Currently, I'm thinking of a 36 volt controller and three of the Bosch FatPacks inside that cute li'l chrome V-twin
battery pack. Now, If i can just get to the darn project :roll:

ATB :mrgreen:

BC
 
My dad just picked an electric Stingray. It was complete (minus the fake pipes) but a little rusty. the wiring was a little hacked up in the battery box but after connecting a different charger plug and a new charger, we were able to get the batteries to work pretty good.

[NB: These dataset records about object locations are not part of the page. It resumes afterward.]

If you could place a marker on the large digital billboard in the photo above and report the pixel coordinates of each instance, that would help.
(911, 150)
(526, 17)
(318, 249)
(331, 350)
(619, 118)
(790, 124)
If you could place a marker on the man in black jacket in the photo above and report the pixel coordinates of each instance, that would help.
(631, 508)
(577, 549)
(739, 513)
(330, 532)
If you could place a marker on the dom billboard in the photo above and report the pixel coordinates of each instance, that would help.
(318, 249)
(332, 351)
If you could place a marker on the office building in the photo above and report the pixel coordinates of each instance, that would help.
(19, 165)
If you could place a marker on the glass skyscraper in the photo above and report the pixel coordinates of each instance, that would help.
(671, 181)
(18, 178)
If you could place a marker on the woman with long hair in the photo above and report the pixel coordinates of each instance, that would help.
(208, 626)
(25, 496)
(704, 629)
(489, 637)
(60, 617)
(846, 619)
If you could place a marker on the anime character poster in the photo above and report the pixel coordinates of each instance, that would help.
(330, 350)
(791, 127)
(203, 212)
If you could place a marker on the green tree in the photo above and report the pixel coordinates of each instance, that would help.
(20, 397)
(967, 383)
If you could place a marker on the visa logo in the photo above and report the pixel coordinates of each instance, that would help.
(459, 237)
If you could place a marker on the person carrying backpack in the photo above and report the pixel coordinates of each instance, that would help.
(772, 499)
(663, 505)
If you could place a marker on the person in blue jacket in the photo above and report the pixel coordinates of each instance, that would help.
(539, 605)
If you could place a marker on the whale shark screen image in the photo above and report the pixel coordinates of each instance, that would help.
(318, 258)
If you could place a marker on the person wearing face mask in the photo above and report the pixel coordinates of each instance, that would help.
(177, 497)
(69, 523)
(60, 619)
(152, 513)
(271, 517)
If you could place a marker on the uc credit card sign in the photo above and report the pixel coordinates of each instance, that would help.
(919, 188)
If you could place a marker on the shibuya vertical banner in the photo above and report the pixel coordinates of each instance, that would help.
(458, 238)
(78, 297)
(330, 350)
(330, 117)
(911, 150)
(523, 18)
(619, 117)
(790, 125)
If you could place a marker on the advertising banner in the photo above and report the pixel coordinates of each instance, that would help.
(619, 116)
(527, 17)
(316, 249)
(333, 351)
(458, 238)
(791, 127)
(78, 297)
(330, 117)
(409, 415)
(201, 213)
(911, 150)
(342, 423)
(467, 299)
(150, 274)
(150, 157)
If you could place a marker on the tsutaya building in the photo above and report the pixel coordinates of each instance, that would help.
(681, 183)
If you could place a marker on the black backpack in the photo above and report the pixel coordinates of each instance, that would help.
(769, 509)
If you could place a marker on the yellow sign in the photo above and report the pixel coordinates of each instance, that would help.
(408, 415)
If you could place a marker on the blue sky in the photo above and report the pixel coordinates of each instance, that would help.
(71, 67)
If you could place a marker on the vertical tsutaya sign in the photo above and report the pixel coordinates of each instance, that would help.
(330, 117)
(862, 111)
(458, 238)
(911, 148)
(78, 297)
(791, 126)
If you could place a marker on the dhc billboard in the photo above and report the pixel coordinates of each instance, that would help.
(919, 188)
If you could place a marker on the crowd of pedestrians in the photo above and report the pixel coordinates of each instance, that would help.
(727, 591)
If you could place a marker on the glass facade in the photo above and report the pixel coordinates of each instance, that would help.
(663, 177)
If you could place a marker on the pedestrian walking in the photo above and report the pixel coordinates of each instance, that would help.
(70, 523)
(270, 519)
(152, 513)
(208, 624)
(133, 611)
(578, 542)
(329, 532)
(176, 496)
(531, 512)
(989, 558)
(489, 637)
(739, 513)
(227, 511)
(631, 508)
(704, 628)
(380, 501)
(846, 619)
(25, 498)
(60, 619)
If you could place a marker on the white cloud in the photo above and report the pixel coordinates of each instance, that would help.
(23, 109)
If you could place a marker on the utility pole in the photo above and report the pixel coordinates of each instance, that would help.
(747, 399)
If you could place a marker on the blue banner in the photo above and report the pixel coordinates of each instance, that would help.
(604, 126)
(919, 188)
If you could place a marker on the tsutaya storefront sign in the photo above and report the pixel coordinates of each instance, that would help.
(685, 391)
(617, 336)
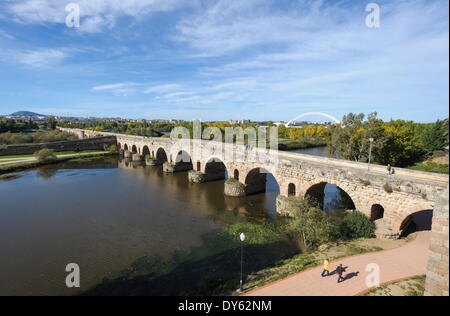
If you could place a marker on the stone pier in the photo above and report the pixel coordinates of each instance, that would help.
(438, 264)
(201, 177)
(178, 167)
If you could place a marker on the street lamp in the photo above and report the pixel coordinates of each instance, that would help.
(370, 151)
(242, 237)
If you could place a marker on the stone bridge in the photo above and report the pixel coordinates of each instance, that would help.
(389, 199)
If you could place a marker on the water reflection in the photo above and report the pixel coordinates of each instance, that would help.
(103, 215)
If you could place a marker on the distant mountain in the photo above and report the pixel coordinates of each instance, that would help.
(26, 113)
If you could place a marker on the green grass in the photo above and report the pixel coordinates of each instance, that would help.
(291, 144)
(414, 286)
(18, 166)
(431, 167)
(56, 153)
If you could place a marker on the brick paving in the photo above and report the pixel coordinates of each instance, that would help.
(395, 264)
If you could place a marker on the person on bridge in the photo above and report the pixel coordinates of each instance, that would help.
(326, 268)
(340, 271)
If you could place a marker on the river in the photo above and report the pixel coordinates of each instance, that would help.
(103, 215)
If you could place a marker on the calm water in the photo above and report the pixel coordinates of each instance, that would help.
(315, 151)
(105, 214)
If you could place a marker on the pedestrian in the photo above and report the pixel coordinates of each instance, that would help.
(326, 268)
(340, 270)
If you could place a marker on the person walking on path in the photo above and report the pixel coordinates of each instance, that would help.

Now the motor has some problem. Every thing spins smooth until the power is turned on. Once the power switch is on, the back wheel has a bad vibration and a clunking noise. This happens when the motor is under power or just spinning it by hand. Under power it is much worse. The motor works but doesn't seem to have alot of power. With me on it (6 ft 190 lbs). I have to get it moving before the motor will push me along. one going, if I pull the brake lever just enough to cut the power to the motor, the noise and vibration goes away. as soon as the power is back on, the noise and vibration comes back.

I have not messed with hub motors so i'm not sure what to look for or how to pull the motor apart. I am hoping someone will have an idea what i should try next. if everything works good, maybe i will jump it up to 36 volts also..
 
I don't know -- maybe the controller is wired wrong? That kinda sounds like when you get 2 of the 3 phases wrong....
 
I would guess phasing is incorrect as well.
How about a picture of the wiring to see if I can spot anything different from my unmolested E-Stingray.
Maybe if I turn mine upside down, I'll finally get some other work done on it :shock:

ATB :mrgreen:

BC
 
Thanks for the info. The major problem is the bike is 100 miles away at the moment. Not sure but he might be bring the bike down to me when he drops off the kids. I got a mini vac. this week when I dropped the kid off at his house on Monday and messed with the stingray. I didn’t have much time to mess with it and didn’t even look at the controller other than to see that wire were connected. With the wiring hacked up in the battery box it is possible the wiring was messed with at the controller. I would ask my dad but if it is more than plugging the charger in the wall and in the bike and seeing that the charge light are on, he will get lost…

I will hopefully have the bike here in the next month and can study the controller wires.